MemSQL (as any in-memory DB) is great when your data size will fit into memory. Despite some mechanics to store overflowing data on disk, in reality this will negatively impact the performance and usability. While the raw query performance may be better with MemSql (as long as the data is in memory), Crate.io is very close to that, but provides an ideal solution for all use cases where datasets will grow over time and a cost effective solution is required for storage as well as querying by adding commodity servers to match data growth.
Some core differences:
- Crate includes powerful native full text search (Lucene powered)
- Crate has a masterless, shared nothing architecture, where MemSQL nodes have roles
- MemSQL replication is per database, Crate allows per table and per partition.
- MemSQL replication is non-transparent, Crate is fully transparent
- Durability is set globally in MemSQL. Crate’s durability can be set per table and partition.
- Restarting MemSQL can be a challenge since all data is kept in-memory plus the translog on disk. When memory is full, data gets dumped. After restart, MemSQL needs to read the translog, import all the logs and re-index the full data set. Crate’s architecture is resilient to node loss and restarts, even when the full cluster has to be restarted.
- MemSQL is transactional like Crate (read commit, documents are atomic)
- Joins: MemSQL offers similar joins as Crate.
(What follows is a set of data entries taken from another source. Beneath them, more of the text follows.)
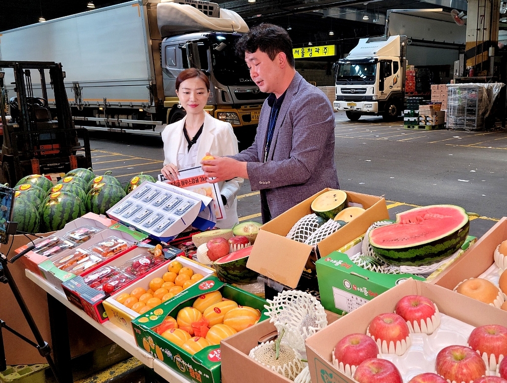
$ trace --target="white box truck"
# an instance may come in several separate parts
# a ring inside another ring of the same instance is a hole
[[[211,84],[206,110],[251,135],[267,95],[234,52],[248,26],[216,3],[178,1],[134,0],[1,32],[0,60],[61,62],[77,124],[154,134],[184,115],[175,81],[197,67]]]

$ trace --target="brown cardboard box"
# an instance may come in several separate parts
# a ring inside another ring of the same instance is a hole
[[[469,252],[466,255],[469,254]],[[376,316],[393,312],[396,302],[405,295],[411,294],[427,297],[437,304],[441,312],[472,326],[507,323],[507,312],[440,286],[409,280],[382,293],[306,339],[307,358],[312,381],[355,382],[355,380],[340,372],[333,365],[331,353],[336,343],[349,334],[365,334],[370,321]]]
[[[263,225],[248,257],[248,268],[289,287],[295,288],[305,268],[314,247],[297,242],[285,235],[298,220],[312,213],[310,205],[321,192]],[[349,202],[361,203],[366,211],[318,243],[318,256],[324,257],[366,232],[373,222],[388,219],[382,197],[347,191]]]
[[[340,317],[333,312],[327,312],[328,324]],[[264,321],[222,340],[220,343],[222,383],[292,382],[248,356],[250,350],[259,345],[259,339],[271,333],[276,334],[276,332],[274,325],[269,321]]]
[[[494,263],[493,253],[496,247],[505,239],[507,217],[504,217],[432,283],[452,290],[464,280],[477,277]]]

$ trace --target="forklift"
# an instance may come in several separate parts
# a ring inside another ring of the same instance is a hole
[[[10,87],[16,95],[10,98],[5,84],[6,75],[12,76],[5,72],[7,69],[14,72],[14,81],[10,83],[14,88]],[[3,183],[12,187],[31,174],[67,173],[78,167],[91,167],[88,130],[74,126],[64,77],[61,63],[0,60]],[[48,98],[48,94],[52,99]],[[8,107],[10,116],[7,114]]]

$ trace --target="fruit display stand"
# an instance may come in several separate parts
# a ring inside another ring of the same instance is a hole
[[[332,323],[306,339],[305,345],[312,381],[355,382],[356,380],[341,372],[332,361],[332,355],[337,343],[349,334],[366,334],[374,317],[383,313],[393,312],[396,303],[405,296],[410,295],[422,295],[431,299],[440,312],[444,315],[442,318],[443,327],[445,329],[445,323],[447,323],[451,330],[447,330],[445,335],[439,335],[438,331],[430,336],[417,334],[422,336],[415,349],[426,350],[426,348],[423,347],[420,342],[427,341],[430,344],[430,338],[434,338],[431,339],[433,342],[431,344],[436,342],[437,345],[434,346],[429,355],[422,357],[421,354],[418,353],[415,356],[411,356],[409,355],[409,349],[404,358],[396,359],[395,355],[389,356],[395,365],[399,364],[396,367],[401,371],[407,371],[404,381],[408,381],[421,372],[434,372],[434,370],[424,371],[422,369],[427,369],[434,366],[432,355],[434,356],[438,351],[450,344],[464,345],[469,334],[468,332],[471,331],[474,327],[507,323],[507,312],[504,311],[440,286],[409,280],[382,293],[367,304],[343,317],[339,321]],[[446,318],[446,316],[450,318]],[[450,320],[447,321],[448,319]],[[463,324],[460,325],[458,322]],[[429,363],[427,361],[423,362],[425,358]]]
[[[178,260],[184,267],[190,267],[192,269],[194,273],[201,274],[205,277],[214,274],[215,271],[213,269],[185,257],[179,257],[178,258]],[[148,283],[152,278],[157,276],[162,277],[166,271],[167,269],[165,267],[158,269],[156,271],[150,273],[141,279],[129,285],[125,289],[119,290],[104,300],[103,302],[104,308],[105,309],[105,312],[107,314],[107,318],[109,318],[110,322],[133,336],[134,333],[130,322],[139,315],[133,310],[120,303],[116,300],[116,299],[120,294],[126,291],[131,291],[136,287],[146,288],[148,286]]]

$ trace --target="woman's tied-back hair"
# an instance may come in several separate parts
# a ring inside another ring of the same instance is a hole
[[[245,52],[253,53],[258,49],[268,55],[273,61],[280,52],[287,56],[287,62],[295,67],[292,52],[292,40],[287,31],[281,26],[262,23],[251,28],[236,44],[236,53],[244,58]]]

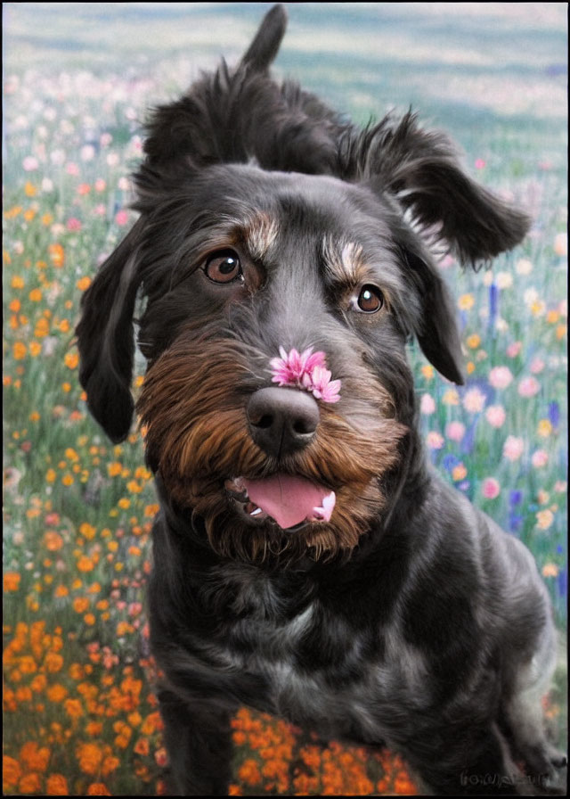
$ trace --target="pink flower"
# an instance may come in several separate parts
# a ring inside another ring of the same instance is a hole
[[[507,347],[507,355],[509,358],[517,358],[520,350],[523,349],[522,342],[513,342]]]
[[[118,210],[115,214],[115,221],[118,225],[126,225],[128,222],[128,211],[126,211],[125,210]]]
[[[465,424],[462,422],[450,422],[445,427],[445,435],[452,441],[460,441],[465,435]]]
[[[435,430],[430,431],[426,437],[426,443],[430,449],[441,449],[444,446],[444,436]]]
[[[421,401],[419,403],[419,409],[422,414],[426,414],[429,416],[429,414],[433,414],[436,410],[436,400],[431,396],[431,394],[422,394]]]
[[[487,499],[494,499],[501,493],[501,485],[494,477],[486,477],[483,481],[483,496]]]
[[[270,361],[273,383],[305,389],[323,402],[340,400],[340,381],[330,380],[332,375],[326,367],[324,352],[313,352],[313,347],[301,353],[295,349],[286,352],[280,347],[279,354],[281,358]]]
[[[502,405],[490,405],[484,412],[484,417],[493,427],[502,427],[507,414]]]
[[[476,414],[484,408],[486,398],[477,388],[469,389],[463,397],[463,408],[471,414]]]
[[[495,389],[506,389],[513,375],[509,367],[494,367],[489,373],[489,383]]]
[[[542,466],[545,466],[549,462],[549,454],[544,449],[537,449],[535,452],[533,452],[533,457],[531,457],[531,463],[534,466],[535,469],[541,469]]]
[[[525,441],[517,436],[507,436],[505,443],[502,447],[502,456],[508,460],[518,460],[525,451]]]
[[[521,397],[533,397],[541,390],[541,384],[535,377],[523,377],[518,383],[518,393]]]

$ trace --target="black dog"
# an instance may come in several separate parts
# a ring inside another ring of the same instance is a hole
[[[411,114],[357,129],[241,62],[149,125],[140,218],[86,293],[80,378],[114,441],[137,410],[161,511],[151,646],[173,788],[225,794],[240,704],[400,751],[434,791],[532,793],[555,657],[529,552],[432,474],[405,342],[462,383],[427,242],[476,267],[528,222]],[[528,791],[515,762],[524,762]]]

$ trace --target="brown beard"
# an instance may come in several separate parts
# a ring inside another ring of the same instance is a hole
[[[207,338],[187,328],[144,378],[137,410],[149,462],[172,499],[204,518],[210,545],[222,556],[258,562],[270,555],[291,560],[308,555],[316,560],[349,552],[386,507],[382,484],[397,465],[407,428],[394,418],[391,399],[376,376],[354,363],[342,375],[346,403],[338,408],[320,403],[314,440],[277,462],[249,434],[247,400],[270,375],[266,366],[253,370],[251,360],[235,339]],[[255,376],[264,371],[266,376]],[[334,490],[330,520],[284,531],[271,520],[240,517],[225,481],[277,471]]]

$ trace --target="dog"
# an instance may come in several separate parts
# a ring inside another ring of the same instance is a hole
[[[141,300],[171,789],[227,794],[245,704],[388,745],[436,794],[548,791],[566,759],[543,729],[547,592],[427,465],[405,353],[415,337],[463,383],[433,245],[477,268],[529,220],[411,112],[360,128],[274,81],[286,20],[155,109],[138,220],[77,327],[89,408],[121,441]]]

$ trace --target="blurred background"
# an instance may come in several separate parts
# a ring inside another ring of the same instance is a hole
[[[77,383],[81,293],[134,219],[142,123],[248,45],[265,3],[6,3],[4,13],[4,788],[156,795],[166,754],[144,584],[157,506],[137,429],[112,446]],[[561,634],[545,709],[566,747],[566,5],[298,3],[274,74],[367,123],[410,106],[525,207],[527,239],[478,275],[441,267],[468,370],[418,349],[444,477],[536,557]],[[144,372],[139,363],[134,391]],[[445,575],[443,575],[444,579]],[[405,763],[243,709],[233,794],[414,794]]]

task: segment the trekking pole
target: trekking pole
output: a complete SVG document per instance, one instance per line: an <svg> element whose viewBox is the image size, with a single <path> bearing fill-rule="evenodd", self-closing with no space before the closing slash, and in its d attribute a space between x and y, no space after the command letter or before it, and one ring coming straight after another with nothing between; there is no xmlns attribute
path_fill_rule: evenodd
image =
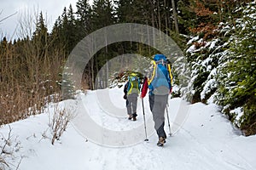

When data sets get really big (beyond physical memory) Crate´s architecture will be beneficial as it will keep its speed independent of the cluster size. Crate supports geospatial JOINS directly through its GeoJSON support / Geo Search.
- Crate has integrated blob support for images/videos etc. MemSQL does not.
- MemSQL is an In-Memory-DB, with either a columnar disk-based storage engine or an in-memory row-based storage, whereas the former operates on disk level but with the drawback of having a column-based storage layout (great for some queries but not all) and the latter runs in-memory which risks making the table read-only if no more memory is available. These facts make selecting the storage engine a crucial step even before any data is inserted. This may be quite inflexible and may impact performance. Crate holds its field caches in memory and indexes (as rows) on disk - this gives Crate almost the same performance as an in-memory DB, but with full persistence on disk for a more general workload. The field cache is always in sync and does not grow with the size of the data, only with its cardinality.
- Crate is Open Source under Apache 2.0 and is not proprietary.